Flower-shaped ZnO nanoparticles can reach large sizes (up to 3 µm) and demonstrate the antimicrobial activity against both gram-positive (S. aureus) and gram-negative (E. coli) bacteria [99]. For spherical ZnO nanoparticles, the antimicrobial activity practically does not depend on the type of a targeted organism. Hexagonal ZnO nanoparticles have higher bactericidal activity against antibiotic resistant Staphylococcus epidermidis, B. subtilis, Klebsiella pneumoniae and P. aeruginosa strains compared to ZnO-NPs with the triangular shape [111]. Thorn-like ZnO nanoparticles cause significant reduction in the growth of B. subtilis, E. coli and C. albicans colonies demonstrating the antibacterial and antifungal activities [110].
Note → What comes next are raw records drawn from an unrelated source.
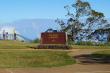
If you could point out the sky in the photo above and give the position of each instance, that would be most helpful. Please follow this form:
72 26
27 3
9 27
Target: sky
13 10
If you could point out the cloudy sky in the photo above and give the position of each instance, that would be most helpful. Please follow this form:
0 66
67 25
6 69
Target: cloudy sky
12 10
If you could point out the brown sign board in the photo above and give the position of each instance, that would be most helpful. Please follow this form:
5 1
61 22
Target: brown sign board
53 38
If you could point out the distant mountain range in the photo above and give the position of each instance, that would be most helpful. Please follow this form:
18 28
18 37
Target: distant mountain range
32 28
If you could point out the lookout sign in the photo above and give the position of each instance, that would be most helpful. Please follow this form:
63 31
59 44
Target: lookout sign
53 38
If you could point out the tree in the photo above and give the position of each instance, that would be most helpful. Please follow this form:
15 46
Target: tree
78 11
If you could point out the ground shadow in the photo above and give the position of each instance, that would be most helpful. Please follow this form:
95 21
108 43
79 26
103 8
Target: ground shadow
92 58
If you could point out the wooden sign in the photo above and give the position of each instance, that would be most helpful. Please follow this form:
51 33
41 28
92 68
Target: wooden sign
53 38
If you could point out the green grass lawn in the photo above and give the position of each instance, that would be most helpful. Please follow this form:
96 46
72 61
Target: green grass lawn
89 47
28 59
7 44
105 53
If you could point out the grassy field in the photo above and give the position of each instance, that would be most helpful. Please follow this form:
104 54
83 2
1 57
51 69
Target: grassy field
105 53
7 44
89 47
38 58
22 59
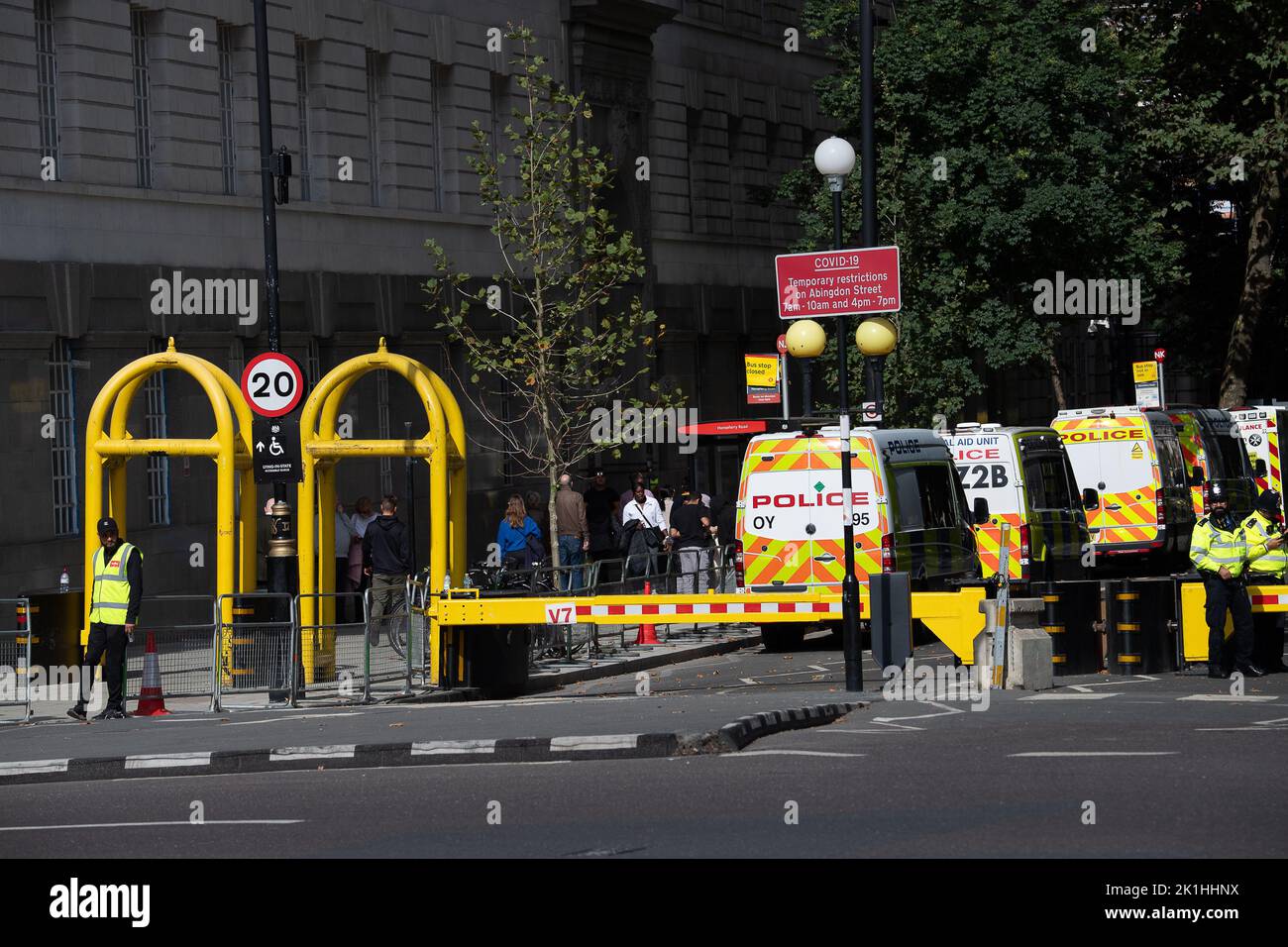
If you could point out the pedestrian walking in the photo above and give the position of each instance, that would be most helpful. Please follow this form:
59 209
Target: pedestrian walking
691 531
1267 562
116 592
642 538
386 557
574 531
1219 551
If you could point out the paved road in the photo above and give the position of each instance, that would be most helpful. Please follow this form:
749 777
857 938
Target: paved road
1167 767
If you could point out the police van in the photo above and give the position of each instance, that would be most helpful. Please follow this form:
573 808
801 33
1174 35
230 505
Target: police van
1214 453
1025 478
910 514
1261 428
1132 459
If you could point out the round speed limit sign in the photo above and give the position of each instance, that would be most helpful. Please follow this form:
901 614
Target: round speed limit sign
273 384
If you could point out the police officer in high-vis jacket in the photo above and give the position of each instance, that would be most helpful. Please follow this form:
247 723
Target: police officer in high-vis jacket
115 589
1267 561
1219 551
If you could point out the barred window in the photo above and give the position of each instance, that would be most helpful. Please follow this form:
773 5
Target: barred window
159 466
62 406
227 128
47 80
142 98
301 103
374 93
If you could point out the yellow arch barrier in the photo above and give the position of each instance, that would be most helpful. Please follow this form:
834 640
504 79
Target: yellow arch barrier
321 449
230 451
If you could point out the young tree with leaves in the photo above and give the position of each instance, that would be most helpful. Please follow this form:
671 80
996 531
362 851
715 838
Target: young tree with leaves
557 331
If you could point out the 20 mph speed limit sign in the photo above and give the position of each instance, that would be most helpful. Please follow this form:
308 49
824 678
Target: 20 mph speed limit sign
273 384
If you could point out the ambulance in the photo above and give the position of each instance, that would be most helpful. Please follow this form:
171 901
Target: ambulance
1132 459
1214 453
909 509
1025 476
1261 427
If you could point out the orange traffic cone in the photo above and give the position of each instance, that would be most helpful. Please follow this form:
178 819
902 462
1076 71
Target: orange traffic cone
648 634
151 701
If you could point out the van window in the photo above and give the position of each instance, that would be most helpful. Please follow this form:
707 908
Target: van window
926 497
1047 482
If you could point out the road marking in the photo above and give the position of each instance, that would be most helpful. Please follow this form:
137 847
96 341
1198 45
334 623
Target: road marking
1069 696
612 741
1098 753
24 767
789 753
310 753
149 825
161 761
436 748
1229 697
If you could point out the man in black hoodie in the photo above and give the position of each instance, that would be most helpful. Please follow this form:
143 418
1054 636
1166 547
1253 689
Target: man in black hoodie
386 558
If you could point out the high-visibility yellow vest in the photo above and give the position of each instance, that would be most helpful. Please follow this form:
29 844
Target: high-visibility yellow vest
1261 561
111 590
1212 548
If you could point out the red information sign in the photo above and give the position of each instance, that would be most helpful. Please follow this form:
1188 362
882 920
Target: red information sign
837 282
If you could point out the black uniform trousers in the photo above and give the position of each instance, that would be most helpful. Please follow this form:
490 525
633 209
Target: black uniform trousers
1223 595
1267 651
111 641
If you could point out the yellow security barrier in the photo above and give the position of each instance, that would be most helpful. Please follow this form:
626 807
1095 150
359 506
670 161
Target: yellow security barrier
321 449
1265 598
228 447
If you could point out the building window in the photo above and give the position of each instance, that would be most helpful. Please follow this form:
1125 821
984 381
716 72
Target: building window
386 468
142 98
374 124
47 81
301 105
62 406
227 128
159 466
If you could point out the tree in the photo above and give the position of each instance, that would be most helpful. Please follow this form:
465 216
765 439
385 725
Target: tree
557 330
1005 155
1218 97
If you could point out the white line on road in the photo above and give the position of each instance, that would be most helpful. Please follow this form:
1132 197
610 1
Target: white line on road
312 753
1098 753
149 825
162 761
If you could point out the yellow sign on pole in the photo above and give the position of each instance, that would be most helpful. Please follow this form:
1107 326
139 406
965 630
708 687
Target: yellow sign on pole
761 371
1144 371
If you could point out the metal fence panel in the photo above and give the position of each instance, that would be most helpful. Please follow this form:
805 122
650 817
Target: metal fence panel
14 659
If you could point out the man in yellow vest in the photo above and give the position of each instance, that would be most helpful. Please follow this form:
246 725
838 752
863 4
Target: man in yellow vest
1267 561
115 589
1219 551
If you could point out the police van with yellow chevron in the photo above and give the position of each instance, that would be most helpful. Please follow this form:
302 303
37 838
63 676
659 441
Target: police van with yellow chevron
909 509
1025 478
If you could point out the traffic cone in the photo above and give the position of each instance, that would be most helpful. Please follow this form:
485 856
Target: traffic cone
648 634
151 701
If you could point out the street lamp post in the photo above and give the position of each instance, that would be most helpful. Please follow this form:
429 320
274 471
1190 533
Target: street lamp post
835 159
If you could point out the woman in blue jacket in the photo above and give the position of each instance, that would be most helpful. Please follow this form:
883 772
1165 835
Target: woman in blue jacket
518 536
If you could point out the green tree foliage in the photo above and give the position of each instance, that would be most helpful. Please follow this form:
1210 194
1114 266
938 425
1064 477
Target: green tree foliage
557 334
1004 155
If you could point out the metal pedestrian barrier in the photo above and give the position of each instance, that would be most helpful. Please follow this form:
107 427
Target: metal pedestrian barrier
14 657
257 644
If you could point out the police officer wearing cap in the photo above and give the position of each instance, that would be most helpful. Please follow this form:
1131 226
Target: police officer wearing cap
1267 561
1219 551
116 591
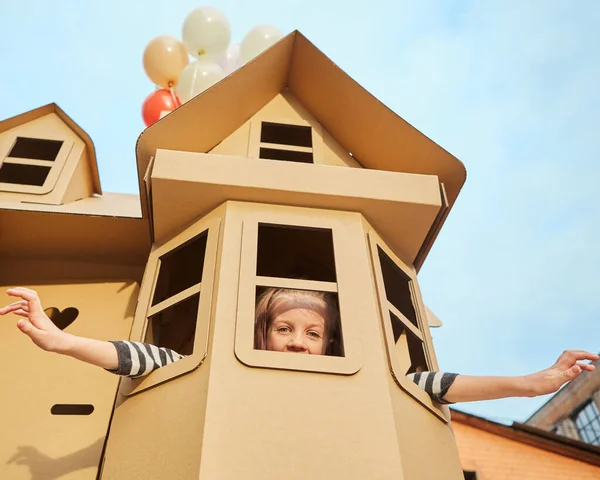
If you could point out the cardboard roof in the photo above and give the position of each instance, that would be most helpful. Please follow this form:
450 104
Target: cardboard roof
376 136
104 228
26 117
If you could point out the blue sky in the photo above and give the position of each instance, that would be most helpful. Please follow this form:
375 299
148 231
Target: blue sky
510 88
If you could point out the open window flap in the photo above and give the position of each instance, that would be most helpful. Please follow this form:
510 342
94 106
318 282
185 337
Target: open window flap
148 189
432 319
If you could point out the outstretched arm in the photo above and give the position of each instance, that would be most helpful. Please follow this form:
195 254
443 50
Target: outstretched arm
131 359
42 331
452 388
568 366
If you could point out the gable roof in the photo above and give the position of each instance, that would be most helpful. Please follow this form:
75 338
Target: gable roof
39 112
376 136
532 436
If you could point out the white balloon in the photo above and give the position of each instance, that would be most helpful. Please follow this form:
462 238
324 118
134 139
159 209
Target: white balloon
206 33
258 40
230 60
197 77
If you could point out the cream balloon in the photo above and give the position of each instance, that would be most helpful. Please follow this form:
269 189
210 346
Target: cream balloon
197 77
206 33
258 40
164 59
230 60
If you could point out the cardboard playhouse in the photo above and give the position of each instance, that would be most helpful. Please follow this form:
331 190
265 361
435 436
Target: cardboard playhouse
286 173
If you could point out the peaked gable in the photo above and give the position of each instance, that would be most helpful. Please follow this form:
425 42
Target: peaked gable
377 137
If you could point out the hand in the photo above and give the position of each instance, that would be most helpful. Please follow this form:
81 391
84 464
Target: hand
36 325
568 366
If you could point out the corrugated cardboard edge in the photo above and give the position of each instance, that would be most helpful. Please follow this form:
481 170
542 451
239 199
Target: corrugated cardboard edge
377 137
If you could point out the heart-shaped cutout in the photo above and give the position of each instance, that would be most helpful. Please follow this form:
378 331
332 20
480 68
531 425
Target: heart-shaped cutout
62 319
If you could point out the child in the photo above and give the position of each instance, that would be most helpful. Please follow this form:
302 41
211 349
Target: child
291 321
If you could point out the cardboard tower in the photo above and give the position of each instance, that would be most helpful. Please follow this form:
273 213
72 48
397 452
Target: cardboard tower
286 173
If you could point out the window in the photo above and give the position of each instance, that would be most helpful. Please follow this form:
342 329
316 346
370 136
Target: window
587 420
177 289
290 141
291 251
407 339
32 165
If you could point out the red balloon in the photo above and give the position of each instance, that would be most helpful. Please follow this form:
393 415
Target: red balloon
163 100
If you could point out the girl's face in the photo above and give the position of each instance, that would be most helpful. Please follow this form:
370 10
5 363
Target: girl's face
298 330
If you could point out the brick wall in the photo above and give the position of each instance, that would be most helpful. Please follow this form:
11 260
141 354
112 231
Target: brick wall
562 404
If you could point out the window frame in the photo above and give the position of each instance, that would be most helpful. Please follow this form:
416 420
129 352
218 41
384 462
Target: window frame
407 385
254 143
56 165
244 349
203 318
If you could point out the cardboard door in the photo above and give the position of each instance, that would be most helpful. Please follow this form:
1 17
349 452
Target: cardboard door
55 410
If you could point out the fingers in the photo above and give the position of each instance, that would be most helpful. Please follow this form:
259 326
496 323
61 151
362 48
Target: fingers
24 293
587 367
571 373
27 328
573 356
14 306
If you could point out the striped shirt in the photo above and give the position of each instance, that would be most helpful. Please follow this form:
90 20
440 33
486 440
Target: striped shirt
137 359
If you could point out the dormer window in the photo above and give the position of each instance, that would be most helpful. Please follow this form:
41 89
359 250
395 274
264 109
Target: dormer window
32 165
293 141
The fifth method is modification by physio-chemical methods, for example, by annealing in the Ar environment at high temperatures, or plasma oxidation. With that, the effects of modification can be different: Ar annealing decreases the antibacterial activity of ZnO nanoparticles, while plasma oxidation improves antibacterial properties of ZnO nanoparticles against E. coli and S. aureus [120]. The sixth method is the use of additives causing photocatalysis of reactive oxygen species (ROS). This modification enables a significant increase in antibacterial properties of ZnO nanoparticles [70, 93]. The seventh method is the so-called “green synthesis” [126–128]. ZnO nanoparticles generated by “green synthesis” have the antimicrobial activity against gram-negative and gram-positive bacteria, as well as several fungi of the genus Candida [88]. In turn, nanoparticles synthesized using the Tabernaemontana divaricata extract demonstrated the antibacterial activity against S. aureus, E. coli and lower activity against S. enterica Paratyphoid [98]. The eight method is a change in the environment conditions. At acidic pH levels, ZnO nanoparticles had higher bacteriostatic action against S. aureus and E. coli than at neutral pH [101]. The combination of all approaches described above can be most promising, for example, the use of Ag-ZnO nanoparticles synthesized in the Cannabis sativa extract. The generated nanoparticles can be used in combination with photocatalysis and have the antibacterial and antifungal activities.
Conclusion
Zinc oxide nanoparticles have significant antibacterial potential. The use of various methods of synthesis, chemical modification, as well as joint use with other nanomaterials affects the physical and morphological characteristics of nanoparticles, which, in turn, leads to a change in their antibacterial properties. As a result, nanoparticles based on zinc oxide are increasingly used not only in nanoelectronics and optics, but also in such industrial areas as cosmetic, food, rubber, pharmaceutical, household chemicals, etc. The use of packaging with incorporated zinc oxide nanoparticles is possible will allow in the future to prevent the growth of microorganisms and spoilage of food. In turn, the use of medical dressing materials containing ZnO nanoparticles will allow avoiding microbial contamination of the wound and promotes its early healing. Thus, zinc oxide nanoparticles can be considered as a promising new generation antimicrobial agent.
Statements
Author contributions
SG designed this topic. DB, MR contributed to collecting related references. DB made a table. DS, SG, MR wrote most of the manuscript. AS and AL were involved in discussing the manuscript and translating it into English.
Funding
This work was supported by the Ministry of Science and Education of the Russian Federation (Grant Agreement 075-15-2020-775).
Acknowledgments
Authors acknowledge the immense help received from the scholars whose articles are cited and included in references to this manuscript. The authors are also grateful to authors/editors/publishers of all those articles, journals and books from where the literature for this article has been reviewed and discussed.
Conflict of interest
The authors declare that the research was conducted in the absence of any commercial or financial relationships that could be construed as a potential conflict of interest.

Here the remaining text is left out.